Wednesday, Nov. 14, 2007

Where Lech Does Tech

By Desa Philadelphia

Leading Poland to democracy brought Lech Walesa a Nobel Peace Prize and international acclaim, but he admits to a few regrets. One is that he was so busy throughout the 1980s and '90s that he "did not have the time to follow developments in technology closely." But he is catching up.

The first corporate board Walesa, 58, has agreed to join is that of NuTech Solutions, a closely held company founded three years ago in Charlotte, N.C., by a pair of Polish immigrants. NuTech creates software that uses artificial intelligence (AI) to boost efficiency in its clients' manufacturing, distribution and customer service. NuTech software allows Ford to find profitable new ways to sell vehicles that are coming off leases. It helps Unilever target inefficiencies in its supply chain. And it is being used to detect check and credit-card fraud at Bank of America--whose legendary former CEO, Hugh McColl, also serves on NuTech's board.
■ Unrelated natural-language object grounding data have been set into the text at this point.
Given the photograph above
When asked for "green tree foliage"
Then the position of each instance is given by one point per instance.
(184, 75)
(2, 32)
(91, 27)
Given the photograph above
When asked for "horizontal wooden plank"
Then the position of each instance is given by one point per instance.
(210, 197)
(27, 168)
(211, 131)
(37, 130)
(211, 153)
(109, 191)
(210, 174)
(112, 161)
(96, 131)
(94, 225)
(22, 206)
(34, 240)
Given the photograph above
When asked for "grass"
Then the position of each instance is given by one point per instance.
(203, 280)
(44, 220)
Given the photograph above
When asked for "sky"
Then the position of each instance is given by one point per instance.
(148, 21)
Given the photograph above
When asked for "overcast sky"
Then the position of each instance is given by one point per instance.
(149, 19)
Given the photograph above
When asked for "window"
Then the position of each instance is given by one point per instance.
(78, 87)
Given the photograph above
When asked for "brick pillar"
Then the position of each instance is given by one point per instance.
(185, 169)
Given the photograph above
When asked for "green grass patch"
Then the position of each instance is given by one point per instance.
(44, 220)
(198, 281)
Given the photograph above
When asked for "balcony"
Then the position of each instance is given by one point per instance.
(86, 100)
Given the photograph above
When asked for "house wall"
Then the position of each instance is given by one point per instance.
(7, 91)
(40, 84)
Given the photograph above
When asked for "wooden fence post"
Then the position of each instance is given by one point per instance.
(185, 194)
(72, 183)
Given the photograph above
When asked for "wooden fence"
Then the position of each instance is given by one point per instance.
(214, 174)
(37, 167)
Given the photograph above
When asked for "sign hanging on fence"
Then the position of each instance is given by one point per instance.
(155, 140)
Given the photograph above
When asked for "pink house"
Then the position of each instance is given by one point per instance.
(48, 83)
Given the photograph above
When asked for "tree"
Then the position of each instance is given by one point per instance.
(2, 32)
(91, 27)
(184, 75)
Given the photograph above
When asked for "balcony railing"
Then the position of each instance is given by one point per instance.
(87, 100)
Most software firms, of course, promise to make their clients more efficient. But NuTech claims that its products--developed by using AI technologies such as neural networks, fuzzy logic and evolutionary computing--can monitor each player continuously in a supply-and-demand equation, consider the millions of ways each player's decisions impact the business and then suggest the best ways to fine-tune a client's operations. "All our products have the common characteristic of increasing profits and decreasing costs," especially in the targeting of prospective customers, says Matthew Michalewicz, 26, NuTech's chief executive.

One major bank uses NuTech software to examine millions of customers' deposit and withdrawal habits, complaint records, bounced checks and even the number of telemarketing calls they have received. The software predicts which customers are disgruntled and likely to take their business elsewhere. The bank then calls to say "We'd like to make things better for you."

That sort of pre-emptive analysis has been missing from the linear software programs still used by most companies, says Amar Gupta, an M.I.T. productivity expert. NuTech and such competitors as BiosGroup and Searchspace are counted among the pioneers of the next tech revolution. "This kind of software gives us the ability to analyze a lot of information a lot better," says Gupta. "Everybody has to be agile, and in order to be agile, you have to be able to pinpoint trends."

AMR Research, a technology research company based in Boston, estimates that 40% of all new manufacturing-related software already incorporates some form of AI. "Everyone is interested in analyzing large bodies of data to determine what is likely to happen," says McColl, the former Bank of America CEO. "NuTech has figured out how to do that." McColl joined NuTech's board in September and has invested in the company. He and Walesa will receive stock options that could prove valuable if the company successfully goes public. Michalewicz says the 126-employee firm has almost 100 customers and is turning a small profit.

Michalewicz, who holds a business degree from the University of North Carolina at Charlotte (UNCC), has worked in financial services at Ernst & Young and Raymond James. He met McColl in Charlotte, where Bank of America is based. Michalewicz's father Zbigniew is a product of Warsaw's famed schools of mathematics and a former chairman of the computer-science department at uncc; he serves as NuTech's head scientist. Father and son, who immigrated from Poland in 1989, started NuTech with businessman Daniel Cullen. In April they were able to organize a meeting with Walesa through connections there. Walesa, who leads a foundation that promotes a free-market economy in Poland, says that although he is happy to be working with his countrymen, he joined NuTech primarily because he is passionate about the promise of its technologies, which he is studying avidly. "The science and technology NuTech represents," he says, "are the future of all companies."